Winter Evening Tales eBook

Amelia Edith Huddleston Barr
This eBook from the Gutenberg Project consists of approximately 254 pages of information about Winter Evening Tales.

Winter Evening Tales eBook

Amelia Edith Huddleston Barr
This eBook from the Gutenberg Project consists of approximately 254 pages of information about Winter Evening Tales.

I acknowledge that in this decision there was some curiosity.  I wondered what rare woman had taken the beautiful Jessy Lorimer’s place; and I rather enjoyed the prospect of twitting him with his protestations of eternal fidelity to his first love.

I did not do it.  I had no opportunity.  Madame Petralto Garcia was, in fact, Jessy Lorimer Lennox.  Of course I understood at once that Will must be dead; but I did not learn the particulars until the next day, when Petralto dropped in for a quiet smoke and chat.  Not unwillingly I shut my book and lit my cigar.

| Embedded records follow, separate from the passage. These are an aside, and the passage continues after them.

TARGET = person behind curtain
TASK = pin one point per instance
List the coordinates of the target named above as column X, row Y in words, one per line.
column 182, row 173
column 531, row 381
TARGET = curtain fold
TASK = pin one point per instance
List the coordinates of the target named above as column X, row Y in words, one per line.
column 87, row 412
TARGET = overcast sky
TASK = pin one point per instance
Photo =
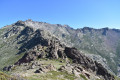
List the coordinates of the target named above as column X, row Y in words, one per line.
column 75, row 13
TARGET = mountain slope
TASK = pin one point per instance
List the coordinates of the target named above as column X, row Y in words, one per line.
column 24, row 42
column 103, row 42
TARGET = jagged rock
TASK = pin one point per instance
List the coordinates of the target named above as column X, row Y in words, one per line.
column 88, row 63
column 44, row 69
column 8, row 68
column 102, row 71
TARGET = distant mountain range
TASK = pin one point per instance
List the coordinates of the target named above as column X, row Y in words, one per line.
column 24, row 42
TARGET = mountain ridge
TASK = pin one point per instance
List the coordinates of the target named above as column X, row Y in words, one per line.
column 98, row 44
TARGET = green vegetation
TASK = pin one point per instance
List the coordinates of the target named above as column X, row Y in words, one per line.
column 83, row 76
column 4, row 76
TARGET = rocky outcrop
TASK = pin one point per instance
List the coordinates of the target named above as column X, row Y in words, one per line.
column 88, row 63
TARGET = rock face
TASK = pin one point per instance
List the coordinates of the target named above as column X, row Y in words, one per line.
column 88, row 63
column 36, row 43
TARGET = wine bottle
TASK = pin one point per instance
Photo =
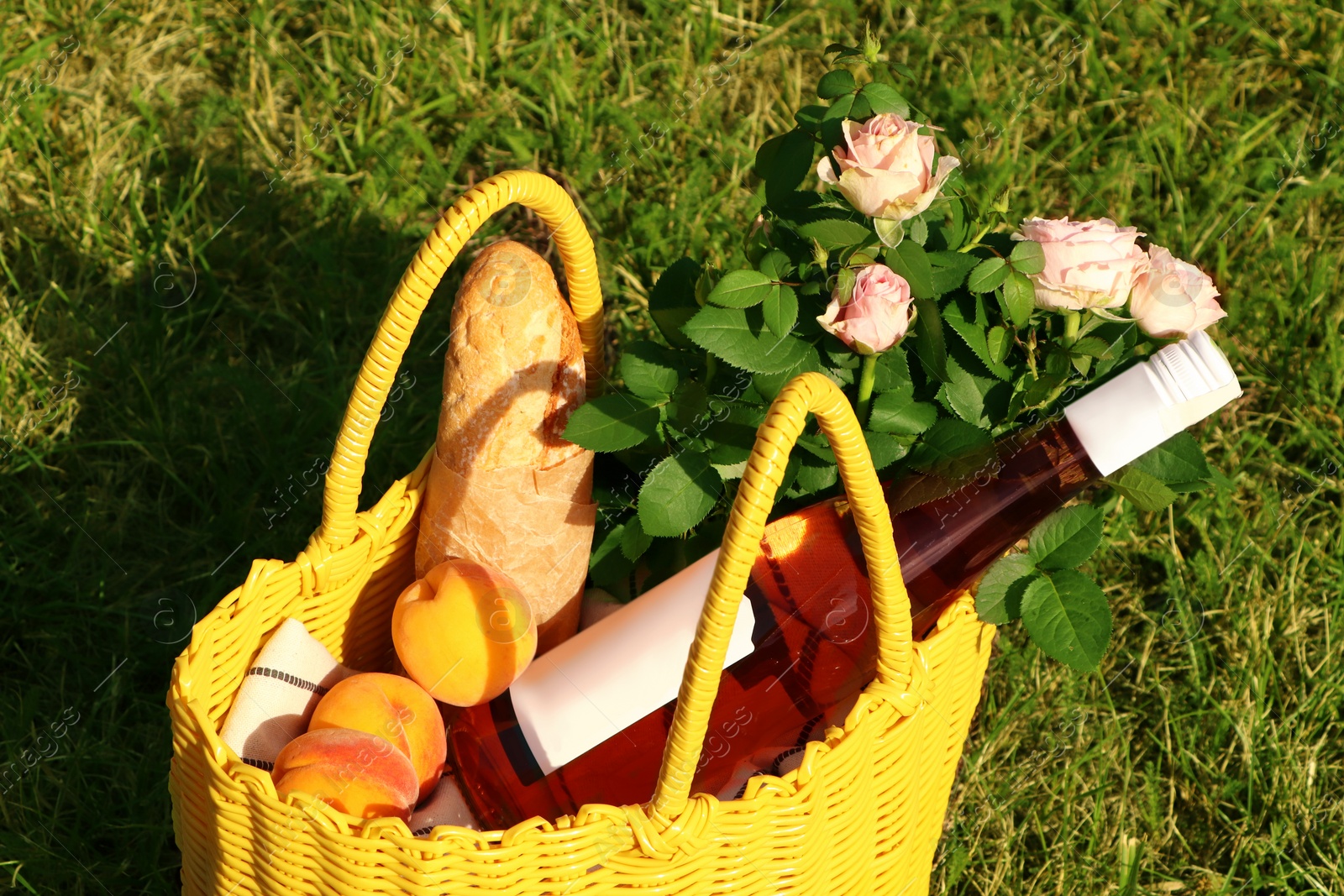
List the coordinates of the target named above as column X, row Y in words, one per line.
column 588, row 720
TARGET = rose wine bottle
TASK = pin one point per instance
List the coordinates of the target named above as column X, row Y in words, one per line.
column 588, row 720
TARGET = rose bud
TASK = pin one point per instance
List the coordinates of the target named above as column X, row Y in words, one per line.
column 1173, row 297
column 1089, row 264
column 874, row 316
column 885, row 167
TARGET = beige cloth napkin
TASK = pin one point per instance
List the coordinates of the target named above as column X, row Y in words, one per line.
column 279, row 694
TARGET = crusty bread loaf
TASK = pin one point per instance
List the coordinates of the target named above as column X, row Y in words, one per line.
column 515, row 365
column 504, row 486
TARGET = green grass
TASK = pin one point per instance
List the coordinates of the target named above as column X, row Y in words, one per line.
column 215, row 327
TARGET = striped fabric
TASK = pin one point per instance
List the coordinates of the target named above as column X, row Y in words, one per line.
column 279, row 694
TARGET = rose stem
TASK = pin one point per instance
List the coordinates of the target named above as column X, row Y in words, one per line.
column 1072, row 320
column 866, row 376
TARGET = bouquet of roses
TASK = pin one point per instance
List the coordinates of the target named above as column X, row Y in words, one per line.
column 951, row 325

“‘All’s well that ends well,’ my dear fellow,” I said, when we had both smoked silently for a few moments; “but I never heard of Will Lennox’s death.  I hope he did not come to the Guadalupe and get shot.”

Petralto shook his head and replied:  “I was always sorry for that threat.  Will never meant to injure me.  No.  He was drowned at sea two years ago.  His yacht was caught in a storm, he ventured too near the shore, and all on board perished.”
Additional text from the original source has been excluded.